The Tampa Bay Buccaneers move all in.
As expected, free agent wide receiver Antonio Brown and the Buccaneers signed and agreed on a one-year deal, NFL Network insider Ian Rapoport reported per source on Saturday.
The one-year contract will be slightly above the league minimum, but Brown will have the chance to earn more through individual and team incentives, reports Mike Garafolo of the NFL Network.
Brown arrived in Tampa on Friday night and started day one of the COVID-19 logs. If everything goes according to plan, Brown can play for the Bucs in week 9 after serving an eight-game ban from the League for multiple breaches of the League’s Code of Conduct.
Brown, 32, has not lost to the NFL since September 2019 when capricious wideout Tom Brady passed a single game in New England. It was the culmination of a rocky year that began with a brief exit from Pittsburgh on trade, a dramatic off-season that resulted in his release from the Raiders, and after a two-week foray with the Patriots, Browns ended 2019 with another release of the same criminal allegations that led to his suspension from the NFL.

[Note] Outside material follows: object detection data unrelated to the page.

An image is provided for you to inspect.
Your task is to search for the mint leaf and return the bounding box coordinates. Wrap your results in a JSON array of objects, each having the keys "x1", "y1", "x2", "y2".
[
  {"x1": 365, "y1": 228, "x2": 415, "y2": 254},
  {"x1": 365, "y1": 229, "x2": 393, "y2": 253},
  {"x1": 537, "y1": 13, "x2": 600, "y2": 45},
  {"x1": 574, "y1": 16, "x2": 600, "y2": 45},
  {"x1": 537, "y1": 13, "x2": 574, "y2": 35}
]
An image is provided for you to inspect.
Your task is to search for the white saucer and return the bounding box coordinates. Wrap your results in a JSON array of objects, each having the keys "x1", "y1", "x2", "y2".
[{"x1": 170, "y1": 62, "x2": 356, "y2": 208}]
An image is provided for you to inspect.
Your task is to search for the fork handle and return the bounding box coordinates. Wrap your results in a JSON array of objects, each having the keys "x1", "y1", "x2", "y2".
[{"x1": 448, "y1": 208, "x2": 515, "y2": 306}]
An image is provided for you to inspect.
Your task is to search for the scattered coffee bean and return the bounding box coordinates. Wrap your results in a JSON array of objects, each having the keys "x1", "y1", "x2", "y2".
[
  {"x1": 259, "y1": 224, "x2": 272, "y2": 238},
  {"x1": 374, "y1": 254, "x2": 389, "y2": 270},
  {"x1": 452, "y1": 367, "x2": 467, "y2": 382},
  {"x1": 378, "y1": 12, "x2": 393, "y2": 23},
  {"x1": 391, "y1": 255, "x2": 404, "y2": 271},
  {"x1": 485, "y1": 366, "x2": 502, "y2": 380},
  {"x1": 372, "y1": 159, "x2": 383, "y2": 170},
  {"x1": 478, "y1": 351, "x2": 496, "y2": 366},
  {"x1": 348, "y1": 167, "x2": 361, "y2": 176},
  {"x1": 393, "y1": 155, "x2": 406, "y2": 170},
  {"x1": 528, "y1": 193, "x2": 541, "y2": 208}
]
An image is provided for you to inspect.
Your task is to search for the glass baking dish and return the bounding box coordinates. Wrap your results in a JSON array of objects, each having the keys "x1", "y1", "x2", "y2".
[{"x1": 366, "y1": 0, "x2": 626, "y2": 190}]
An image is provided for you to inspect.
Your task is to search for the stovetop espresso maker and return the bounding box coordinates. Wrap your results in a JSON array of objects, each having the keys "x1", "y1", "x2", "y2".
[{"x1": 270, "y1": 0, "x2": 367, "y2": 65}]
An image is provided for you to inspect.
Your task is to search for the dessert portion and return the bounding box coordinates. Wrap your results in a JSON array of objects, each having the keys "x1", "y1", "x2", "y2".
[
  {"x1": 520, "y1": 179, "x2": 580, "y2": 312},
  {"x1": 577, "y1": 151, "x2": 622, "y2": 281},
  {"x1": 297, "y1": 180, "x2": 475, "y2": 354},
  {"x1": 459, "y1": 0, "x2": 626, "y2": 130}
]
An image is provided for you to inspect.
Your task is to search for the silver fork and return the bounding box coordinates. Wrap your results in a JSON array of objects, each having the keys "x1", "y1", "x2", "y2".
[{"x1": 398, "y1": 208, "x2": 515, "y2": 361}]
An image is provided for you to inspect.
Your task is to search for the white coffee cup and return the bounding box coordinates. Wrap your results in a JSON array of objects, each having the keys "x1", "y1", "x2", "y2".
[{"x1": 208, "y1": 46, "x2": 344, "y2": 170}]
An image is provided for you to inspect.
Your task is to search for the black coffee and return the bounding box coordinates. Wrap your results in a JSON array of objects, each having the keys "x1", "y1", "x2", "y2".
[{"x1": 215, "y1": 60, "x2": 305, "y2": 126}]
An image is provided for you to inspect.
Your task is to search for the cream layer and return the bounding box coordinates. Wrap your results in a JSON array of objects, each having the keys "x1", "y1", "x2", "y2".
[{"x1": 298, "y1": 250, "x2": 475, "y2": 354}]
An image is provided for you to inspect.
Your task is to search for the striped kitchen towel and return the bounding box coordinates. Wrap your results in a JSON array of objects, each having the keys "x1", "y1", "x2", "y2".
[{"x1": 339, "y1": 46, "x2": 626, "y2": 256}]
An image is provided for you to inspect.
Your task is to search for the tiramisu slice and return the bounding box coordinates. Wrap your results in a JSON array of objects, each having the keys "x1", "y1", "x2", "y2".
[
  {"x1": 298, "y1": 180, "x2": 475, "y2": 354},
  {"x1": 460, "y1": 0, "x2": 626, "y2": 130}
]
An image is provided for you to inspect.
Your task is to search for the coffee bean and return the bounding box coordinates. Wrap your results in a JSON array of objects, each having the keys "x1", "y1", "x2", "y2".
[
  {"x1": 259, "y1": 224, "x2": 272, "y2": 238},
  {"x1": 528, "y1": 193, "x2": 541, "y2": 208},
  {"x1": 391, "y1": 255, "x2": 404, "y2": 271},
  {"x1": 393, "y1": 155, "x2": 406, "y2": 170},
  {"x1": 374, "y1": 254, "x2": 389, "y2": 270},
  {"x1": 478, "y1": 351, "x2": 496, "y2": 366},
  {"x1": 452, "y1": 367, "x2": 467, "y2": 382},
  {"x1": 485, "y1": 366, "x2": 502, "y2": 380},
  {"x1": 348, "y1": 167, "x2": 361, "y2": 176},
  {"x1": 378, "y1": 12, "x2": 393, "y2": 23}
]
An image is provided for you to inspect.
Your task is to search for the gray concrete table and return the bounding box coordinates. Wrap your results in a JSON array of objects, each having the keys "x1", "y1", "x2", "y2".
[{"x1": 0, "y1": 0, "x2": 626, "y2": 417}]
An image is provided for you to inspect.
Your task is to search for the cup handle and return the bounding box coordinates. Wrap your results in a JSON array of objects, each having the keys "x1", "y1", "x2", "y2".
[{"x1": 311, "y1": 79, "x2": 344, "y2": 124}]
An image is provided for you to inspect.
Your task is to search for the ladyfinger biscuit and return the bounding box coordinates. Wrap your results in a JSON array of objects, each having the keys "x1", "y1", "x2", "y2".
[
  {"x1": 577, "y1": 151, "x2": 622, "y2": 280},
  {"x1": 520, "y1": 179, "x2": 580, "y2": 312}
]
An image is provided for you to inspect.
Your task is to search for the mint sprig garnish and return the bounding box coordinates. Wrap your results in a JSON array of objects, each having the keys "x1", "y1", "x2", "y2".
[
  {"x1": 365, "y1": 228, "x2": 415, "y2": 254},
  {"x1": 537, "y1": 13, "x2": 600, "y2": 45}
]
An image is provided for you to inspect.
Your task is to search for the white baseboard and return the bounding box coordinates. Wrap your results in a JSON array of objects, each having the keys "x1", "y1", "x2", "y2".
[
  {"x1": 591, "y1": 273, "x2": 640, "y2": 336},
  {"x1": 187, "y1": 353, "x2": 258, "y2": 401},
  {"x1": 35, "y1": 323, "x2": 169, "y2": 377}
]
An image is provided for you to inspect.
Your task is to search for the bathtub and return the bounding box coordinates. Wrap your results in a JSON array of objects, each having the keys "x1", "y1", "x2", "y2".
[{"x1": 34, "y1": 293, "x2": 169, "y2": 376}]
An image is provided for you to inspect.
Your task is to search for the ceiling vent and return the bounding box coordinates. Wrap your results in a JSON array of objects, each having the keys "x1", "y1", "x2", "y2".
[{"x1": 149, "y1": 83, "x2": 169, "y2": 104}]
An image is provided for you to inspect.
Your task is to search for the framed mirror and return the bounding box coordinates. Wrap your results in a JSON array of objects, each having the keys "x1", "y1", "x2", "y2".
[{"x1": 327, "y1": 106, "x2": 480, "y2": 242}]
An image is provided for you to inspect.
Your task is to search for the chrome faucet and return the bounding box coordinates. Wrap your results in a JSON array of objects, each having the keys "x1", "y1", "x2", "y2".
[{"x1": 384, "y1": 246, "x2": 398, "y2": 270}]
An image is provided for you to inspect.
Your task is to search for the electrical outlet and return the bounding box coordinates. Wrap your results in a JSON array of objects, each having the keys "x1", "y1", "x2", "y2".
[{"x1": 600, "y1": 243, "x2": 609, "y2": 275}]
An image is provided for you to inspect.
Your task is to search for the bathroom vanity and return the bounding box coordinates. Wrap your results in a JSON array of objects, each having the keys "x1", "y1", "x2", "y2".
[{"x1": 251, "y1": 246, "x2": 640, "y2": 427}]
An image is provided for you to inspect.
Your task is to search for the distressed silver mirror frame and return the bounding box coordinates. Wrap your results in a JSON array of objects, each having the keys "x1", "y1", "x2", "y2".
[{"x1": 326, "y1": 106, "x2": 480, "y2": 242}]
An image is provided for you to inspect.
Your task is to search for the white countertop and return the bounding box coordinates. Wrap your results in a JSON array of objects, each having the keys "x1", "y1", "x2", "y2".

With the chance to hit the reset button later in his career, Brown meets up with Brady again and joins a Tampa team that has invested heavily in profits this year. In their only game together last season, Brady and Brown had a palpable chemistry on the field, and it’s no wonder the future Hall of Fame quarterback was involved in re-establishing that connection. Should Brown get back in shape, Brady’s options with the recipient will be an embrace of wealth, with Mike Evans and Chris Godwin rounding off a dynamic corps.
Brown scored 104 passes for 1,297 and 15 touchdowns in the league in 2018, his last full season in the league.